Essa visão artística e autoral, no entanto, assume no quinto ato, deixando o jogador "na janela" e sem dar um mínimo sentido de fechamento às histórias e personagens de que gosta. Para ser claro, o último capítulo de Kentucky Route Zero é mais ou menos o equivalente aos dois últimos episódios originais de Neon Genesis Evangelion, só que aqui do ponto de vista gráfico o jogo está pelo menos completo. Uma aventura que até então havia sido uma emocionante jornada na estrada (e nas cavernas de Kentucky) por áreas e personagens surreais torna-se o equivalente a uma busca repetitiva e inconclusiva por estacionamento em uma praça.
O principal problema é que ainda é um título episódico, uma fórmula que depois de ter vivido seu período de glória anos atrás, esperamos vê-la desaparecer completamente dos videogames (também não acreditamos muito nisso, pois estamos nas vésperas de um projeto titânico apenas em episódios como Final Fantasy 7 Remake).
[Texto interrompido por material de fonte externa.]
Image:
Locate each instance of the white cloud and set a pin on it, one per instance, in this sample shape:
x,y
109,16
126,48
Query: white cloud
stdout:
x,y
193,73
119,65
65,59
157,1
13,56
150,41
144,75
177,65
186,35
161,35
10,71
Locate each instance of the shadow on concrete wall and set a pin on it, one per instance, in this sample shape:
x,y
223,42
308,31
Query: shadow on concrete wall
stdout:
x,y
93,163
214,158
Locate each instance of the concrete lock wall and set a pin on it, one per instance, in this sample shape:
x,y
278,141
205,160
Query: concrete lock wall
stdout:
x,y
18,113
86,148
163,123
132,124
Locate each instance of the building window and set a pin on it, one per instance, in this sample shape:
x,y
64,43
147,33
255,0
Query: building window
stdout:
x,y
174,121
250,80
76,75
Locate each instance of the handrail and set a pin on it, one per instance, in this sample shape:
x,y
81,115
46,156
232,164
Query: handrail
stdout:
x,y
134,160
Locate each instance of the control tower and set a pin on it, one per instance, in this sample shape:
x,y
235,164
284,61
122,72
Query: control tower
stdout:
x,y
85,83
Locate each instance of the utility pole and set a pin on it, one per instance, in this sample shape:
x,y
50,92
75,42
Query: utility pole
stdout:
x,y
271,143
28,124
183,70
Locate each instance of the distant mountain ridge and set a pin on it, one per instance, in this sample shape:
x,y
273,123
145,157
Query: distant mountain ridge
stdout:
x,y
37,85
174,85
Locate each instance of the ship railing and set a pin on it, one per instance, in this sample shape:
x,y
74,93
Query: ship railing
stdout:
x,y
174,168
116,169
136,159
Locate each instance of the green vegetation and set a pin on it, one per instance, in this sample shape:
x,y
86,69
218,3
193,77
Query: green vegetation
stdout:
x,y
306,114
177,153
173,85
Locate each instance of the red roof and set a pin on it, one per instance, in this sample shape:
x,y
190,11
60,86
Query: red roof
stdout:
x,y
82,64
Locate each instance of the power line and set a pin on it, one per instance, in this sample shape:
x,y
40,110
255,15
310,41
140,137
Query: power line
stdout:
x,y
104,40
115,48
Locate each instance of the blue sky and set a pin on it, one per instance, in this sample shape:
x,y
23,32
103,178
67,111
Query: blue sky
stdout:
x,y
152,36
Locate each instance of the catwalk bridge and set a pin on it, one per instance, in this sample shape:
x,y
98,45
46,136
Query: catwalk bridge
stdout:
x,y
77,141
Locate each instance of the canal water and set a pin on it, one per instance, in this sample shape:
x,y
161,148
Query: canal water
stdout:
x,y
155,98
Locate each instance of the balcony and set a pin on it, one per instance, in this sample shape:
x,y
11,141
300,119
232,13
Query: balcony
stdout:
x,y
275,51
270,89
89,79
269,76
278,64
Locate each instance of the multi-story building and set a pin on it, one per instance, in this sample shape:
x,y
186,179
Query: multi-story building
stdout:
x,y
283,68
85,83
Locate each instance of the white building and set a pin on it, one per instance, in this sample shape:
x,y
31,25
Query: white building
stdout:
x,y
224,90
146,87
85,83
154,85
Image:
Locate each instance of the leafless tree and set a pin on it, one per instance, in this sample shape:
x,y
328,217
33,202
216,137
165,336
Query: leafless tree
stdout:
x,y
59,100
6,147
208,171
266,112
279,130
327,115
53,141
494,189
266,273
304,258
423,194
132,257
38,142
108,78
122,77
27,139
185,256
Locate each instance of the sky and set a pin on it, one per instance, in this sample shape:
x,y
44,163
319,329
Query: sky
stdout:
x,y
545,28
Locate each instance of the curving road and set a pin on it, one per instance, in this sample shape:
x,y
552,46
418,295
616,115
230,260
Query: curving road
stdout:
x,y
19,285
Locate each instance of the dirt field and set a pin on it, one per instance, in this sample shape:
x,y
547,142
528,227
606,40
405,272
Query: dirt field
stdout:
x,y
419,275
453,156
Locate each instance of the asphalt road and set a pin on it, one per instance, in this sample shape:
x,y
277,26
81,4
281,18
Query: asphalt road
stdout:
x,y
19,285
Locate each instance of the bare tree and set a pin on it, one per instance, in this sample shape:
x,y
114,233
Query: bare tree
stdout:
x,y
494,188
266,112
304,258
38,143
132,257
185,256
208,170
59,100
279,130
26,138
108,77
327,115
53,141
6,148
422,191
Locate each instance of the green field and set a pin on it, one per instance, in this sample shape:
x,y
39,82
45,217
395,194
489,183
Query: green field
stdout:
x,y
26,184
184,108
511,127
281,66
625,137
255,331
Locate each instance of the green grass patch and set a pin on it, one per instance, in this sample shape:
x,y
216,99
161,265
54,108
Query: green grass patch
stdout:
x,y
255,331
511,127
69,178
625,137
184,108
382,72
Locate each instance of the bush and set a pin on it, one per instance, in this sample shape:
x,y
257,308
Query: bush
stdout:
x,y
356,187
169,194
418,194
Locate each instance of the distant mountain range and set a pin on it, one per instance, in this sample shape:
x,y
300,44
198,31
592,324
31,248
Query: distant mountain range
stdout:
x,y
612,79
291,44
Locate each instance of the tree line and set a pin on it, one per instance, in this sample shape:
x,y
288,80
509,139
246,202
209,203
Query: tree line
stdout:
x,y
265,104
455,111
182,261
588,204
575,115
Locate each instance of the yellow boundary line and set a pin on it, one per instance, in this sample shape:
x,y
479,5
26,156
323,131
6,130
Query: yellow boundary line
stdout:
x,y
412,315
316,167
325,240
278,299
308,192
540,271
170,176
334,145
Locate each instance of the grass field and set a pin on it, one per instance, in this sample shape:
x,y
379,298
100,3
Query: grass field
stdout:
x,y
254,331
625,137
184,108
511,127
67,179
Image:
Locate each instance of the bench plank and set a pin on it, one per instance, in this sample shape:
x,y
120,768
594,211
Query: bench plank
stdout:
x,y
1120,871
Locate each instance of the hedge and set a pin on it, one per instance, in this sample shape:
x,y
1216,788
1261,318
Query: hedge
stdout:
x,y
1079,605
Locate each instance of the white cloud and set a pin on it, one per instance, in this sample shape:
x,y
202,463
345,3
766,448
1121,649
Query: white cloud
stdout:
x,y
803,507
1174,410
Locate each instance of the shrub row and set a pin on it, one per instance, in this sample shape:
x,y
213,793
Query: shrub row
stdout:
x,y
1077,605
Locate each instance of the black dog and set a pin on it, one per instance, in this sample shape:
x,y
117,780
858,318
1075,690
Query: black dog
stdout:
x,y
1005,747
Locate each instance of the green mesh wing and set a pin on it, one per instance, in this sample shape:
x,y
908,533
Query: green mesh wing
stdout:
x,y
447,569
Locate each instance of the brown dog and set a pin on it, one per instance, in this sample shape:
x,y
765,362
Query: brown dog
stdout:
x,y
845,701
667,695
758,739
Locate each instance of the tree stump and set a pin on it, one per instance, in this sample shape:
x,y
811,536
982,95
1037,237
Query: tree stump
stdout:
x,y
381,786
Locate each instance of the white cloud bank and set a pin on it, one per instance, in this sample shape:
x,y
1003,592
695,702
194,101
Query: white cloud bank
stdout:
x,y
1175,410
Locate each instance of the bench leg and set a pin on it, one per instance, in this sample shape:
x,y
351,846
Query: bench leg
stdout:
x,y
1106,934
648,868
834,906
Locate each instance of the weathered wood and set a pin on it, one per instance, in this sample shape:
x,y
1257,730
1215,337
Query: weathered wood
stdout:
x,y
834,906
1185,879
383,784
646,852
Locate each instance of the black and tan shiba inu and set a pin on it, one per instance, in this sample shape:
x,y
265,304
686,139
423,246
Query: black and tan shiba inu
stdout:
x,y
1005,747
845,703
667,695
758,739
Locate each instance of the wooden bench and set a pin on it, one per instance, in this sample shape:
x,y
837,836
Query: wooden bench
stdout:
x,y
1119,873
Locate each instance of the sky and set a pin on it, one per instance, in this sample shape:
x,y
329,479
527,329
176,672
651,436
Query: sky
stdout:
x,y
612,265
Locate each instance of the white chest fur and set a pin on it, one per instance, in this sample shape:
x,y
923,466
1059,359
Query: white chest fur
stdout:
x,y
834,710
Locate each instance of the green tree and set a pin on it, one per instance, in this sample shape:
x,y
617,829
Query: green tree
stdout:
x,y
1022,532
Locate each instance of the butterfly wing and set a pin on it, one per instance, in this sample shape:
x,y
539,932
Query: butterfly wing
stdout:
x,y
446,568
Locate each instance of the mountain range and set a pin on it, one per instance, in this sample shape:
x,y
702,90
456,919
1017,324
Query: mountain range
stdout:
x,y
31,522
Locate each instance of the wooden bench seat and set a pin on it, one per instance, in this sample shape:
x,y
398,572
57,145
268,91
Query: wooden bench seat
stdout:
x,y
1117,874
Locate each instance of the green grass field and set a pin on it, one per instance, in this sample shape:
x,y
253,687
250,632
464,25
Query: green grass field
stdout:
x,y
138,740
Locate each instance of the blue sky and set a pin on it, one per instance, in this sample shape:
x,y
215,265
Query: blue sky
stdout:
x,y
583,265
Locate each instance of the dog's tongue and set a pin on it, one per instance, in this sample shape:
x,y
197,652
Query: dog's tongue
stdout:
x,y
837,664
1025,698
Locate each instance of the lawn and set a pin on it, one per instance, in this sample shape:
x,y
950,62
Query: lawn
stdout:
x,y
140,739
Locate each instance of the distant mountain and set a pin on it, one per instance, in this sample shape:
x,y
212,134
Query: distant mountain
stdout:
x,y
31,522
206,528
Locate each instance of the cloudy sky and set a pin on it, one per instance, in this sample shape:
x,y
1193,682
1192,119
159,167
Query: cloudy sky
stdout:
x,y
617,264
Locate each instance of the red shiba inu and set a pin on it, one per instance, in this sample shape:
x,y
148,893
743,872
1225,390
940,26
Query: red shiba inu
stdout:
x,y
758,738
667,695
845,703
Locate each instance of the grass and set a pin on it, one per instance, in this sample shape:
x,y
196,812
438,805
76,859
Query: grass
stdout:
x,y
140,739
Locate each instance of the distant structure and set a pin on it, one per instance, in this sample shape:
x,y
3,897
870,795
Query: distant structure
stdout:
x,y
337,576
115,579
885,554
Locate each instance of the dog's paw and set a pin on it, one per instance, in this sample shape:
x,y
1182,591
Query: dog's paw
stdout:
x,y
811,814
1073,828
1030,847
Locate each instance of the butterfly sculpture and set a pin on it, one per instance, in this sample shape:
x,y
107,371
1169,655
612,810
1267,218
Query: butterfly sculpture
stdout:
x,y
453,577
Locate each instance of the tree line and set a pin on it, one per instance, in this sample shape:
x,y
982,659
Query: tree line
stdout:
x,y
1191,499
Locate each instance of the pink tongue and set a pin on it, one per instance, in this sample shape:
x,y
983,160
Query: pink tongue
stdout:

Além do mais, esta aventura foi distribuída ao longo de sete anos no PC em que mudamos e o mesmo aconteceu com os desenvolvedores. De 2013 até hoje todo o impulso inicial, o motor original do Kentucky Route Zero que nos primeiros quatro episódios moeu histórias sobre histórias e situações surreais, no último ato parece parar, como se tivesse quebrado. E junto com isso, ao que parece, também a motivação dos autores-desenvolvedores.
Provavelmente aqueles que jogarem Kentucky Route Zero pela primeira vez hoje serão menos críticos do último ato, mas para quem já jogou ao longo do tempo, o capítulo final que representa a verdadeira novidade desta edição não pode ser considerado aceitável, visto que demorou quatro anos para fazê-lo. No entanto, deve-se acrescentar que, entretanto, Cardboard Computer também desenvolveu versões de console graças ao Annapurna Interactive. A providencial intervenção da editora, cada vez mais apreciada e apreciável no cenário dos videojogos, permitiu também a introdução da tradução para o espanhol, um esforço certamente digno de nota para um título indie aparentemente muito nicho.
No final, então, Kentucky Route Zero simplesmente joga o jogador para fora da porta enquanto seu mundo evapora inofensivamente junto com as histórias e personagens, como um par de acordes de guitarra improvisados em uma noite de verão. Deixando os jogadores com menos respostas do que o permitido.